L’Italia perde appeal. Colpa dei soliti problemi: che si chiamano burocrazia, giustizia civile, fisco. E colpa degli stop and go della politica e dell’alto livello di instabilità innescato dalla bocciatura del referendum costituzionale dello scorso dicembre. Secondo l’Aibe index, realizzato dal Censis per l’Associazione italiana della banche estere, il nostro Paese agli occhi degli investitori esteri perde attrattività in maniera molto considerevole. L’indice sintetico che misura l’appeal del sistema-Italia da un anno all’altro segna infatti un netto calo passando da un valore di 47,8 registrato l’anno scorso a 40,3 lungo. Sono 7 punti in meno. In pratica in un anno abbiamo bruciato il forte recupero che era stato accumulato rispetto al 2014 quando l’indice era pari a 33,2 punti.

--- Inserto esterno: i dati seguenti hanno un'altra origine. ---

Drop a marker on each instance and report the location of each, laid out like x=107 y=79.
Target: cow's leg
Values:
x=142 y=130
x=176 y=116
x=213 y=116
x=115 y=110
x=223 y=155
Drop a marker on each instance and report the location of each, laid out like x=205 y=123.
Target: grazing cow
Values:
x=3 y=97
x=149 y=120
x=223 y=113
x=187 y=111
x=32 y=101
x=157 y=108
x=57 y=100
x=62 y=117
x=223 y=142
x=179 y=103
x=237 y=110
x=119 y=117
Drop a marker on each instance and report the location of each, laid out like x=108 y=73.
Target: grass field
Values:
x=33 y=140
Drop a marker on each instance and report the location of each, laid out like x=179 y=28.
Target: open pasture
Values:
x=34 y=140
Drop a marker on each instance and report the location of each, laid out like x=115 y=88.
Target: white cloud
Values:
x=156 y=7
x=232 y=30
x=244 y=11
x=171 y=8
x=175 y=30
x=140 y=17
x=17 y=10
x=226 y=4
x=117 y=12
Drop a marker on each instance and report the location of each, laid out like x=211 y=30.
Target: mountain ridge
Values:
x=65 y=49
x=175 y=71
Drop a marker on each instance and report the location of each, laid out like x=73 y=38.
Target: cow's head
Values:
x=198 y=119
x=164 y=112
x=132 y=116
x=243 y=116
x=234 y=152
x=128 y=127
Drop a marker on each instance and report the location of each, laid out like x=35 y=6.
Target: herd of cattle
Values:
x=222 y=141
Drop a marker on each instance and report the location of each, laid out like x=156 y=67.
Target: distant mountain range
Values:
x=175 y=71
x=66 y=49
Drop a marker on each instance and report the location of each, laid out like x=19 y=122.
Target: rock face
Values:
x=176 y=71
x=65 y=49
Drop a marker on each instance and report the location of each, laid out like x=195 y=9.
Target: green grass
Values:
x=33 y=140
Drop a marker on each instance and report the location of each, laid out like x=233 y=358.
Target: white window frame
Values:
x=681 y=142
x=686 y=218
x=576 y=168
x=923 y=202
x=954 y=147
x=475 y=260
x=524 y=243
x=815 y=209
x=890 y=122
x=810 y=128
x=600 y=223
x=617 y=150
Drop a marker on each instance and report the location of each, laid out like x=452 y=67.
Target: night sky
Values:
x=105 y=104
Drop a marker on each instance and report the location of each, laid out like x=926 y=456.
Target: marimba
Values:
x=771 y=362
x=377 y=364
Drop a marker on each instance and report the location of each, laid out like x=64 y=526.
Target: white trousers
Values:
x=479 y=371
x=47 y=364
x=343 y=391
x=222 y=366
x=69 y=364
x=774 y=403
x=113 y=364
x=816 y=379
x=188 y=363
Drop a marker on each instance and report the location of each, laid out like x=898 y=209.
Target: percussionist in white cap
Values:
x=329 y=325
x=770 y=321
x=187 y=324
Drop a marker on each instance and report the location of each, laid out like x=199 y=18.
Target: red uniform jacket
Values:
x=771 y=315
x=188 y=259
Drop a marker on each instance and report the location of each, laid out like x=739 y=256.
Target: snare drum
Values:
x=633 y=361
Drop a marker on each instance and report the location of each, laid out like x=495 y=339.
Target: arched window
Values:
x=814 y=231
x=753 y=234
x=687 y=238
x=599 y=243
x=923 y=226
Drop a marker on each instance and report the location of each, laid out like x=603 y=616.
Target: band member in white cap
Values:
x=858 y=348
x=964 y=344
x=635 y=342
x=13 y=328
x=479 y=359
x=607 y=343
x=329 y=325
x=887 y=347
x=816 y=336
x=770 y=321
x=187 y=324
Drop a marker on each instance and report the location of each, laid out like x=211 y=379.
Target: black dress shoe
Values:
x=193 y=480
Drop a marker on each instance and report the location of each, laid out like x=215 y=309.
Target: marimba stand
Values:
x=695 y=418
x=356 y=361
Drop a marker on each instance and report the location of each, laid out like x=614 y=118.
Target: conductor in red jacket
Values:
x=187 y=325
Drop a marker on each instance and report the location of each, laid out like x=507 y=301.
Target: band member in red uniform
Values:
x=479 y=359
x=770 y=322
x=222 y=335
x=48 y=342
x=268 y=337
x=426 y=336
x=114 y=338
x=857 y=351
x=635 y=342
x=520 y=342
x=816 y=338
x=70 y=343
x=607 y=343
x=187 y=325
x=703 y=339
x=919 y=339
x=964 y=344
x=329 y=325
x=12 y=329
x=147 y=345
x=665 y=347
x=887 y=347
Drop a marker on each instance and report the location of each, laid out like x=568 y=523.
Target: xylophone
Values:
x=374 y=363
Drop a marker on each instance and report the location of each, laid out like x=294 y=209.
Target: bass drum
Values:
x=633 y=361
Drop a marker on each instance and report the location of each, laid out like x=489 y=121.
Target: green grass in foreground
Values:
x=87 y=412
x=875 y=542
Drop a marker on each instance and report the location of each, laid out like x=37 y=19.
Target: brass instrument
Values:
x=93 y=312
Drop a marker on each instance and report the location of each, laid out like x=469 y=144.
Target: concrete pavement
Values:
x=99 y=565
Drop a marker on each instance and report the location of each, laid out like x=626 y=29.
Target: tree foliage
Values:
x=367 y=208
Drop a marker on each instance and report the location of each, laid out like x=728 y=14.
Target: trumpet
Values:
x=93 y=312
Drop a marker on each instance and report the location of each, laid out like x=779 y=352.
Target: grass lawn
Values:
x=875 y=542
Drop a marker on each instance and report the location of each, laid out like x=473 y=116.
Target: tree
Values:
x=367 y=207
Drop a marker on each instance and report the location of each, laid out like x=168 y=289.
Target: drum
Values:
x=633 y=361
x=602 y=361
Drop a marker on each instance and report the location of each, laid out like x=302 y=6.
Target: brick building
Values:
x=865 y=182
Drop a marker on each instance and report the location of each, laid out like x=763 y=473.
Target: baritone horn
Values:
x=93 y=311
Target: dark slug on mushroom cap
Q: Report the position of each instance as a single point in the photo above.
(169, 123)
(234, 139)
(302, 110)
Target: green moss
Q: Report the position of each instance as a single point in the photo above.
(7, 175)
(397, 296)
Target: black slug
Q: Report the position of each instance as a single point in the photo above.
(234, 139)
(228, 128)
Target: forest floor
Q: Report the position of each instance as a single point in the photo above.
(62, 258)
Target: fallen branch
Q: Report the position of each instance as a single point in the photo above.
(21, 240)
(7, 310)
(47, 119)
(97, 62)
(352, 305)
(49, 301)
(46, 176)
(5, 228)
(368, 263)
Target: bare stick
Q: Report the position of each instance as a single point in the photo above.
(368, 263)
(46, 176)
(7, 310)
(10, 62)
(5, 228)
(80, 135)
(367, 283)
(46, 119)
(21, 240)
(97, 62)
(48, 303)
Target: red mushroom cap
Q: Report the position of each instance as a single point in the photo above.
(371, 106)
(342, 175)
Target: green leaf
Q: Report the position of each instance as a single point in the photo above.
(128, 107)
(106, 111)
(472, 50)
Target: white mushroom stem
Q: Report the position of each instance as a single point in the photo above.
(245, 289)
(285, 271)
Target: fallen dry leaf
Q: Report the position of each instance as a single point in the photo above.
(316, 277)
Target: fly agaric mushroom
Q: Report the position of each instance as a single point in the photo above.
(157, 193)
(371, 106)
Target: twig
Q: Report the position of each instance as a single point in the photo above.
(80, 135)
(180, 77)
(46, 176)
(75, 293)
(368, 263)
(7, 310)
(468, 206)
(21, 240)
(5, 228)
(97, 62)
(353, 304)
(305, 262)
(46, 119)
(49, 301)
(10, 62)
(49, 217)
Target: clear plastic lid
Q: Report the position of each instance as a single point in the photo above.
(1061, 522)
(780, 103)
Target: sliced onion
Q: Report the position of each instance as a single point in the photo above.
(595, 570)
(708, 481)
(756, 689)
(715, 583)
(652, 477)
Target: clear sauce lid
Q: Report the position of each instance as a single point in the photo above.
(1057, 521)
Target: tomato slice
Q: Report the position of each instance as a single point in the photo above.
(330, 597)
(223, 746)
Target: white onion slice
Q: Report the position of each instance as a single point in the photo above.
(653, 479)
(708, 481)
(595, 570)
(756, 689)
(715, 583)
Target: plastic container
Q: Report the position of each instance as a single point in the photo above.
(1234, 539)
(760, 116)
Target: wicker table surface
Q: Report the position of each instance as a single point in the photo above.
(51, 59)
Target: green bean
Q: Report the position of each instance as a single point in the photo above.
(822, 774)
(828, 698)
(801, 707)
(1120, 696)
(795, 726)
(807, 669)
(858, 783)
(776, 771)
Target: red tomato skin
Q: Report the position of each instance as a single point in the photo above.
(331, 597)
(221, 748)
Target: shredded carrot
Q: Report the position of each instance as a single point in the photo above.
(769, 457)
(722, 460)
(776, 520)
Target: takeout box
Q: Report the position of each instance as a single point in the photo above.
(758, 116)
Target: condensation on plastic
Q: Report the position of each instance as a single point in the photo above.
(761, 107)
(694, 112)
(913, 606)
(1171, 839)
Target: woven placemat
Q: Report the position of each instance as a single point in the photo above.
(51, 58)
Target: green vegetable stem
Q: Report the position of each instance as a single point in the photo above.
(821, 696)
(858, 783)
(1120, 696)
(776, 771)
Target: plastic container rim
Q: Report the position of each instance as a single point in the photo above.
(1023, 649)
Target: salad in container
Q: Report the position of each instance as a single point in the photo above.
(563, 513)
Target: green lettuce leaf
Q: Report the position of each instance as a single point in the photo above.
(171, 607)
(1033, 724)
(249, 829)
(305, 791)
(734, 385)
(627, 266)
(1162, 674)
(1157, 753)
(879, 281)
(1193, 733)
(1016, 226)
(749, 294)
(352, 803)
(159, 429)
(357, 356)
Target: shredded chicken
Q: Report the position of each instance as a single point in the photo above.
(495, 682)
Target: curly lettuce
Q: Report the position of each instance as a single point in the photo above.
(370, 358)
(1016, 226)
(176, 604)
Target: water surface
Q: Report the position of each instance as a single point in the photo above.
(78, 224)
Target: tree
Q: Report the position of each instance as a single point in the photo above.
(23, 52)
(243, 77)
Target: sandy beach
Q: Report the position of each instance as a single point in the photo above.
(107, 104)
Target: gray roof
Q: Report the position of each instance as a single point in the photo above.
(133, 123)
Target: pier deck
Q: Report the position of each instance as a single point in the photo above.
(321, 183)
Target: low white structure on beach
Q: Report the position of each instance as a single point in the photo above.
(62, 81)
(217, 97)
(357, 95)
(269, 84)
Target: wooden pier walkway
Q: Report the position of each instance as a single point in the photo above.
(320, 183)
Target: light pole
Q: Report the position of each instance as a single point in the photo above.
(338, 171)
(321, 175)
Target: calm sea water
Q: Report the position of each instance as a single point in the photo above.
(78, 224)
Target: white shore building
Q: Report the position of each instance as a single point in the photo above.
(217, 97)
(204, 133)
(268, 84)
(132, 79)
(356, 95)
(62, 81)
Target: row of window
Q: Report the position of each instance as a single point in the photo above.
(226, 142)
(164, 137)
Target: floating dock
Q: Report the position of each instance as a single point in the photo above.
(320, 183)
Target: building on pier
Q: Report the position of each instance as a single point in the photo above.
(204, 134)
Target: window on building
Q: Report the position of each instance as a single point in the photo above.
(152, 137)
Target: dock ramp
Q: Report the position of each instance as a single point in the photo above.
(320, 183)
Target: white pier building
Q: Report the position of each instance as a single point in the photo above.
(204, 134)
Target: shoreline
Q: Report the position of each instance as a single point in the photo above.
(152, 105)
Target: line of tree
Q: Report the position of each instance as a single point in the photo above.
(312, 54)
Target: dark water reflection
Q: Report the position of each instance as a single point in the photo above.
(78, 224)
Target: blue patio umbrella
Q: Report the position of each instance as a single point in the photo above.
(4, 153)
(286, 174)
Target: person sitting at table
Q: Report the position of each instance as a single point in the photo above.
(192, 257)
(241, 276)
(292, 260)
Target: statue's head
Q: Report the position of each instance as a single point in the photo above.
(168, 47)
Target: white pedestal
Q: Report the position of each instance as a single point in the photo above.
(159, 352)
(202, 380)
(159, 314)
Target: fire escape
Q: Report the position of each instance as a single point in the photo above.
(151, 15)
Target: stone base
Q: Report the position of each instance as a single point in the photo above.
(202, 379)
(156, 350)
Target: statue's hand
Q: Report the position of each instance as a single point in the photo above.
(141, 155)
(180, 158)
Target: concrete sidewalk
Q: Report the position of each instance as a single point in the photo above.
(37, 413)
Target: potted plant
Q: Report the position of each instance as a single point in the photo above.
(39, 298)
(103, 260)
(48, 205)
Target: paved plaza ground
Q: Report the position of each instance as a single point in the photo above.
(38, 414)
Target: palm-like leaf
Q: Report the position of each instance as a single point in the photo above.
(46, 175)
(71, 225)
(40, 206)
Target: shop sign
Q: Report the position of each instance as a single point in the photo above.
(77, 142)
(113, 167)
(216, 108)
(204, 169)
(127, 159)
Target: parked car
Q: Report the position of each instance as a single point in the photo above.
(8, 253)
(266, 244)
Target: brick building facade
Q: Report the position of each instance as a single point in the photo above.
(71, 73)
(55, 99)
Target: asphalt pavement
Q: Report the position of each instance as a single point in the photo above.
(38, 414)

L’indice è elaborato raccogliendo le opinioni di un consistente e autorevole panel composto da figure ai vertici di imprese multinazionali, banche e istituzioni finanziarie estere presenti in Italia e da corrispondenti di grandi testate giornalistiche straniere. E la sintesi che fa il Censis dei loro giudizi quest’anno è particolarmente deludente: se nel 2016 la quota di chi considerava più attrattiva l’Italia rispetto ai sei mesi precedenti la rilevazione era pari al 71,8%, oggi la percentuale si è più che dimezzata ed è scesa al 28%, mentre cresce la quota di chi non rileva grosse differenze rispetto al passato (40%) e di chi rimarca una minore attrattività (32%).
Il presidente dell’Aibe, Guido Rosa, parla così di «raffreddamento» delle aspettative nei confronti del sistema-Italia generato, spiega, da «una caduta di attese dopo l’esito del referendum costituzionale» e «dall’incerta prospettiva di recuperare una stabile e duratura governabilità che consenta di completare importanti riforme determinanti per una ripresa più robusta. La riforma della pubblica amministrazione, la semplificazione e certezza di una più efficace politica fiscale, la riforma della giustizia civile, ritornano al centro delle preoccupazioni degli investitori esteri». A suo parere, inoltre, «l’arretramento dell’indice di attrattività ha colto, oggettivamente, gli effetti, anche sul piano economico, di quegli stop and go cui la politica ha abituato da tempo sia l’opinione pubblica italiana, sia quella che ci vede da una prospettiva esterna al Paese.